2020’s Lonely Hearts Club Band

We are living through a period of intense isolation. Personally I am looking at the prospect of not being able to leave my house for three months. The coronavirus has caused a very sudden and unprecedented scattering of people. But this is happening in the context of a period of centuries during which humanity has slowly become more physically alone. Even by reading this article, you are engaging in an activity which is almost always solitary. In fifteenth century England, only about 5% of people could read. To gain information or entertainment, 95% of the population needed to talk or interact with others. Today virtually everyone in the UK is able to partake in a defining cultural activity, which requires you to be alone.
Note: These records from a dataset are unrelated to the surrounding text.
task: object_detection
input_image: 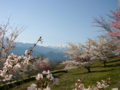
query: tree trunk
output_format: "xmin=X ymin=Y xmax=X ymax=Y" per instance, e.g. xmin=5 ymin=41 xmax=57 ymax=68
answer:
xmin=104 ymin=61 xmax=106 ymax=67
A similar change happened in music. Right up until the beginning of the twentieth century, the only way to experience music was as a group of people, who had to actually sit in front of musicians. But Edison had patented his phonograph in 1877, and by the beginning of the twentieth century, record buying was beginning to catch on. After that, music became a largely solitary activity. The thousands who attended live music were as nothing compared to the millions listening to records on their own.

Change in use of the word loneliness since 1800

And so we come to 1967 and the Beatles’ album, Sergeant Pepper’s Lonely Hearts Club Band. It is fitting that in an age of increasing isolation, this is probably the most famous album ever made. It consists of a philosophical journey into the nature of human togetherness.
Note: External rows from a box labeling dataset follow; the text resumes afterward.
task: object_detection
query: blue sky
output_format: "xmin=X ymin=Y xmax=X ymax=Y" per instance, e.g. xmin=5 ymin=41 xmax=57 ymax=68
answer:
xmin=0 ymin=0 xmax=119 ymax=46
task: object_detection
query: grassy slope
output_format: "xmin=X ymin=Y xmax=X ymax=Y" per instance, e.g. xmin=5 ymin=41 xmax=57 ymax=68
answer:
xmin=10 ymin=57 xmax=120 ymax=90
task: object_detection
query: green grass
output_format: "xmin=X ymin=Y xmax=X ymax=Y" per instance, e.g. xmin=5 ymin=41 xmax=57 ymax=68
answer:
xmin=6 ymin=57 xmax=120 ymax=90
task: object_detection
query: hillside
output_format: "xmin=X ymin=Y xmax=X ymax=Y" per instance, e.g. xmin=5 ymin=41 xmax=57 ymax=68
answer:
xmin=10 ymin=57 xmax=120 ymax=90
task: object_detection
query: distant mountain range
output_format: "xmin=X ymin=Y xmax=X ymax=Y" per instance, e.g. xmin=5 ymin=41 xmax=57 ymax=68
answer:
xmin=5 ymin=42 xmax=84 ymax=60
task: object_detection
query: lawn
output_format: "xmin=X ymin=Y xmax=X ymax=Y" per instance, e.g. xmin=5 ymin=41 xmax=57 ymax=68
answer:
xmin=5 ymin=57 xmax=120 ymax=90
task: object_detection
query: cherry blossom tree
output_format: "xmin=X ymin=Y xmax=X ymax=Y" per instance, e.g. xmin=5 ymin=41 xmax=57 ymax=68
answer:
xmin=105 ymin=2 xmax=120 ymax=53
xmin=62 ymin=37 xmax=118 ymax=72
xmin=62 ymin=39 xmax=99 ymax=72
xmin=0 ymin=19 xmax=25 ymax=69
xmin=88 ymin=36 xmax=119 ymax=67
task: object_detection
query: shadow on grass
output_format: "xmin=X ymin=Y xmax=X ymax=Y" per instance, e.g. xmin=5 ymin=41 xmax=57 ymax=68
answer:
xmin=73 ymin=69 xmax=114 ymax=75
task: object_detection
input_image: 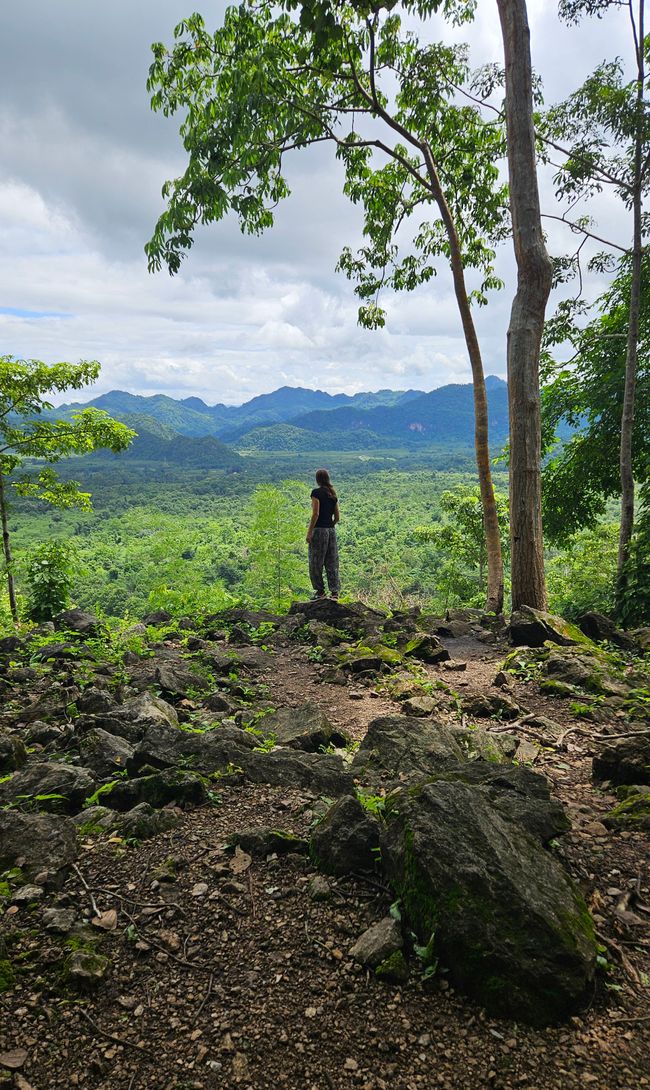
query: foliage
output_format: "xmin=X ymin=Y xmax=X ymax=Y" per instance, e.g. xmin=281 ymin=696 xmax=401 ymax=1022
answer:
xmin=414 ymin=484 xmax=509 ymax=603
xmin=0 ymin=355 xmax=134 ymax=621
xmin=146 ymin=0 xmax=507 ymax=318
xmin=546 ymin=522 xmax=618 ymax=620
xmin=542 ymin=254 xmax=650 ymax=543
xmin=243 ymin=481 xmax=309 ymax=610
xmin=26 ymin=542 xmax=76 ymax=621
Now, do you want to go on a philosophical journey into the nature of human togetherness? In normal circumstances, I’m sure most would generally pass. No doubt there would be better things to do. But these are not normal times. Years ago I wrote an entire book about the poetry of the Sergeant Pepper album, but I won’t push my luck. I’ll confine myself to the first line of the opening song:

“It was twenty years ago today, Sergeant Pepper taught the band to play…”
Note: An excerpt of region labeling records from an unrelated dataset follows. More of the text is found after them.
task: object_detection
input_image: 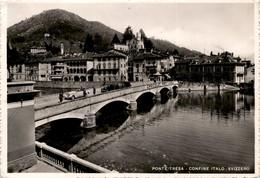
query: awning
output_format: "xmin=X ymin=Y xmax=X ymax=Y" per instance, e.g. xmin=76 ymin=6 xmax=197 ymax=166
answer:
xmin=165 ymin=74 xmax=171 ymax=79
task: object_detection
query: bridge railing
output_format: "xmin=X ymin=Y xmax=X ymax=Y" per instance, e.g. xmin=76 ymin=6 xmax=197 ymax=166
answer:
xmin=35 ymin=81 xmax=177 ymax=121
xmin=35 ymin=141 xmax=112 ymax=173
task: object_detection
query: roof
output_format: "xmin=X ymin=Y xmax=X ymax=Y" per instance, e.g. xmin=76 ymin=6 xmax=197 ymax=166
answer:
xmin=93 ymin=49 xmax=127 ymax=58
xmin=133 ymin=52 xmax=163 ymax=60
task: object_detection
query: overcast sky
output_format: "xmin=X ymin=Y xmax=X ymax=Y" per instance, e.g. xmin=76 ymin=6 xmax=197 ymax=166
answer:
xmin=7 ymin=3 xmax=254 ymax=60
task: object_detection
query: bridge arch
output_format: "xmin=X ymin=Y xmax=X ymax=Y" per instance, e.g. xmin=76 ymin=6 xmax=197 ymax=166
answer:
xmin=160 ymin=87 xmax=170 ymax=94
xmin=91 ymin=97 xmax=130 ymax=114
xmin=35 ymin=112 xmax=84 ymax=128
xmin=133 ymin=90 xmax=156 ymax=101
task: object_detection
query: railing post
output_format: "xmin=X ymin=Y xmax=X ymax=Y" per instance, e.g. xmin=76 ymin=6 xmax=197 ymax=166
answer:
xmin=39 ymin=142 xmax=46 ymax=159
xmin=66 ymin=154 xmax=77 ymax=172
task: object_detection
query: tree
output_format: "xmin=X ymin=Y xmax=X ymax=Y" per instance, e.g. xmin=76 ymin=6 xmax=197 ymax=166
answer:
xmin=139 ymin=29 xmax=153 ymax=49
xmin=123 ymin=26 xmax=135 ymax=43
xmin=173 ymin=49 xmax=179 ymax=55
xmin=111 ymin=34 xmax=120 ymax=45
xmin=83 ymin=34 xmax=94 ymax=53
xmin=144 ymin=39 xmax=153 ymax=49
xmin=94 ymin=33 xmax=109 ymax=52
xmin=139 ymin=29 xmax=147 ymax=41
These words introduce what sounds like a live concert. This Sergeant Pepper concert is happening at a particular time – twenty years to the day after a mysterious mentor first taught the band to play. The sound of an audience which we hear clapping and cheering over that opening line, gives the suggestion of a particular place, a concert hall somewhere. In complete contrast is the album itself, which you can play anytime and anywhere. For someone playing Sergeant Pepper’s Lonely Hearts Club Band, the special anniversary day can be any day. Similarly, the concert hall can be any bedroom, living room, or tube train shut out by headphones. People are stuck in certain times and places, but there’s the suggestion that this concert is free of such restrictions. Go back again to that opening line: “It was twenty years ago today, Sergeant Pepper taught the band to play”. This seems very precise, but in reality no band learns to play over the course of one day. It takes time to learn a new skill. Mastery comes gradually rather than arriving on a particular Tuesday. That day twenty years ago is impossible to pin down. We have no date for it. All the specifics here are artfully vague. Perhaps we can think of the vagueness of the Sergeant Pepper concert as an access all areas ticket.

During the coronavirus pandemic, people have played music at windows, and staged concerts for on-line audiences. Sergeant Pepper’s Lonely Hearts Club Band is a performance in that same tradition.